Dr. Katie Samuels, who led the presentation, told county officials that Burke County is launching a branded "port team" — a post‑overdose and community paramedic response designed to link people to recovery resources and address social determinants of health. She said the team’s goal is to reach 24/7 coverage by Jan. 1 and that two evening peer-support/corresponder positions remain open.

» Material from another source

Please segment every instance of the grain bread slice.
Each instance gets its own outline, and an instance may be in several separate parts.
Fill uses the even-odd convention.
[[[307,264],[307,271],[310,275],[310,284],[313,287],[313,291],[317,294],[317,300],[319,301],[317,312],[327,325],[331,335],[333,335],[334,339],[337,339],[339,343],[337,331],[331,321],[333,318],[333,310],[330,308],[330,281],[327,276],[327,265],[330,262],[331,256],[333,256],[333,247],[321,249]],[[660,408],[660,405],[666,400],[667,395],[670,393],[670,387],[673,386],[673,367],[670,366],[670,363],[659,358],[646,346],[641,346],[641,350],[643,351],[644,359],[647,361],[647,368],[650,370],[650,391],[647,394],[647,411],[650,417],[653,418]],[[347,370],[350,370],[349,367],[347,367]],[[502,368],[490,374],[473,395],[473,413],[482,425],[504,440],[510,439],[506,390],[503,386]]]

Zack, the ESO presenter, demonstrated an electronic dashboard the county will use to track EMS patient encounters, repeat callers and overdose incident reports. "For patient care incidences through the last 360 days, EMS ended up having ... 20,600 and some calls," Zack said, describing the dashboard’s ability to identify frequent-utilizer patients and generate MIH (mobile integrated health) referrals the port team can act on.
Zack said the dashboard includes an "overdose incident report" tab and can classify incidents by likely substance, with the caveat that final substance identification often depends on hospital lab testing. He reported that community paramedics led by Tina have treated 255 individuals to date and that the dashboard will help build a baseline for measuring the program’s impact.
Samules told the group she has built contract performance indicators into provider agreements and asked that the county receive a dashboard view of those metrics monthly. "This could be what you consider a baseline where we're measuring ... the improvements that we can make over time," she said.
On medication‑assisted treatment in the field, a medical presenter said a MAT protocol has been written and signed by medical direction and is now in review by the state Office of EMS; the presenter expected the review and ordering of medications to move the county toward field MAT availability in the early December–January timeframe. "That protocol is with him ... We are now in the process of getting that to the state of North Carolina," the speaker said.
County officials and staff also discussed data‑sharing limits and privacy. Zack said some datasets will include protected health information and require HPI privileging for internal review, while aggregated or deidentified reports can be prepared for broader sharing. Commissioners asked whether law enforcement or the sheriff would receive data; Zack said information could be shared on request but that initial reporting will focus on program development and internal markers.
The presenters highlighted a procurement change to extend naloxone supply: a vendor offering naloxone at $22 per box (down from $38) and a vending machine funded by a Blue Cross Blue Shield grant that has distributed roughly 140 boxes in about 14 weeks. Samules said those changes should help saturation efforts while the port team and provider network come online.
The meeting closed with plans to present provider proposals in January and to circulate draft contracts for legal review before possible referral to the Board of Commissioners in February.